Dialogo della Divina Provvidenza |
- Voglio che siano larghi e non avari, cioè che per cupiditá e avarizia vendano la grazia mia dello Spirito sancto.
Non debbono fare, né Io voglio che faccino cosí: anco, come di dono e larghezza di caritá hanno ricevuto da la bontá mia, cosí in dono e in cuore largo, per affecto d’amore verso l’onore mio e salute de l’anime, debbono donare caritativamente a ogni creatura che ha in sé ragione, che umilemente l’adimandi.
E non debbono tollere alcuna cosa per prezzo, però che non l’hanno comprata, ma ricevuta per grazia da me perché ministrino a voi; ma ben possono e debbono tollere per limosina.

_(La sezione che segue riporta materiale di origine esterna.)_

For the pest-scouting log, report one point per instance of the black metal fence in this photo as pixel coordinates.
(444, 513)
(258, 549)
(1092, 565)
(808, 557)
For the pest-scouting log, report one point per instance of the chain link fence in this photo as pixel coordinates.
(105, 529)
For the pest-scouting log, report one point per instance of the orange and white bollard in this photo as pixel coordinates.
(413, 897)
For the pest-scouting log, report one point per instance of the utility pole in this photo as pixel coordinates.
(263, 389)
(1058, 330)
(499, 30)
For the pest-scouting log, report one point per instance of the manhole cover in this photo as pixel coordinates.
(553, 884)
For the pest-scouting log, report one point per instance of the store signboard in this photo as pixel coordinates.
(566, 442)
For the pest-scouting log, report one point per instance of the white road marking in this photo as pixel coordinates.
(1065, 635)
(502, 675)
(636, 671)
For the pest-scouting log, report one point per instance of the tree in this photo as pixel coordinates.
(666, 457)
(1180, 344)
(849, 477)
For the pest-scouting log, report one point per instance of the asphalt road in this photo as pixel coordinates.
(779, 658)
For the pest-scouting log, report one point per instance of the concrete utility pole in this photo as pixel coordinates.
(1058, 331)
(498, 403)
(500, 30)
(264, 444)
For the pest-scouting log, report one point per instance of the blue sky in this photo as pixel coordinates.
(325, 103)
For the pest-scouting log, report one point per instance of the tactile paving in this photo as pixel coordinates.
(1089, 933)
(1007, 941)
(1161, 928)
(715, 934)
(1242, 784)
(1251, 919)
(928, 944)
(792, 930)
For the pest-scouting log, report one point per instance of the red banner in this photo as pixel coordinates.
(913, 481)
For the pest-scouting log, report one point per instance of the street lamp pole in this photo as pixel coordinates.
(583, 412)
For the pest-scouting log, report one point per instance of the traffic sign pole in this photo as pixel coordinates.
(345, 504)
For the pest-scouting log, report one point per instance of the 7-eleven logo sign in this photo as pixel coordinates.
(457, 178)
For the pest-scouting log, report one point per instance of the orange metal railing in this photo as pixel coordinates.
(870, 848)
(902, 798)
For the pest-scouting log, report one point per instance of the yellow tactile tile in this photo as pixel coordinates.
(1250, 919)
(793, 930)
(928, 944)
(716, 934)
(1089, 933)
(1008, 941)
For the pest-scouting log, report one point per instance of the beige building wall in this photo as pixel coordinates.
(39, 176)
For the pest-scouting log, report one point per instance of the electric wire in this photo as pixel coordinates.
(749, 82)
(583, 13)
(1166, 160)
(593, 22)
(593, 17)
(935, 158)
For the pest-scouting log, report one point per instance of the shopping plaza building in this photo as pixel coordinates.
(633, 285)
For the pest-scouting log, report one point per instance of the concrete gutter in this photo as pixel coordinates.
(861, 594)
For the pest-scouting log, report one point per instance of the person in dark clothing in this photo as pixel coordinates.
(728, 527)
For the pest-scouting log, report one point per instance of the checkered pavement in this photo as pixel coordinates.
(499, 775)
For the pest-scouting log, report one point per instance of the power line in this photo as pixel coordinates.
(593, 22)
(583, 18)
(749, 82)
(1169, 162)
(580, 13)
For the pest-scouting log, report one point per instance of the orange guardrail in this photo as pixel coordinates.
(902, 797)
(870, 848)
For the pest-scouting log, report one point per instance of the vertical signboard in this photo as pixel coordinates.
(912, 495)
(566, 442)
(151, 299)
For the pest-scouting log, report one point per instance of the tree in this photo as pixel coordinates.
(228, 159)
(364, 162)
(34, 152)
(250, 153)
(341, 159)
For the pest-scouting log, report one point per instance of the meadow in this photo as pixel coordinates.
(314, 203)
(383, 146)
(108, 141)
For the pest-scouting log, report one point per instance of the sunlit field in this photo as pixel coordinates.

E cosí debba fare il subdito che riceve: che debba da la parte sua, quando egli può, dare per limosina; però che essi debbono essere pasciuti da voi delle cose temporali, sovenendo alla necessitá loro.
E voi dovete essere pasciuti e notricati da loro della grazia e doni spirituali, cioè de’ sancti sacramenti che Io ho posti nella sancta Chiesa, perché ve li ministrino in vostra salute.
E fovi a sapere che, senza veruna comparazione, donano piú a voi che voi a loro; però che comparazione non si può ponere da le cose finite e transitorie, delle quali sovenite loro, a me, Dio, che so’ infinito, el quale per mia providenzia e divina caritá ho posti loro che il ministrino a voi.
E non tanto di questo misterio, ma di qualunque cosa si sia, e da qualunque creatura vi fusse ministrato grazie spirituali, o per orazione o per alcuna altra cosa; con tucte le vostre substanzie temporali non agiongono né potrebbero agiognere a quello che ricevete spiritualmente, senza veruna comparazione.
Ora ti dico che la substanzia, che essi ricevono da voi, essi sonno tenuti di distribuirla in tre modi, cioè farne tre parti: l’una per la vita loro, l’altra a’ poveri e l’altra mectere nella Chiesa nelle cose che sonno necessarie; e per altro modo no.
Facendone altrementi, offenderebbero me.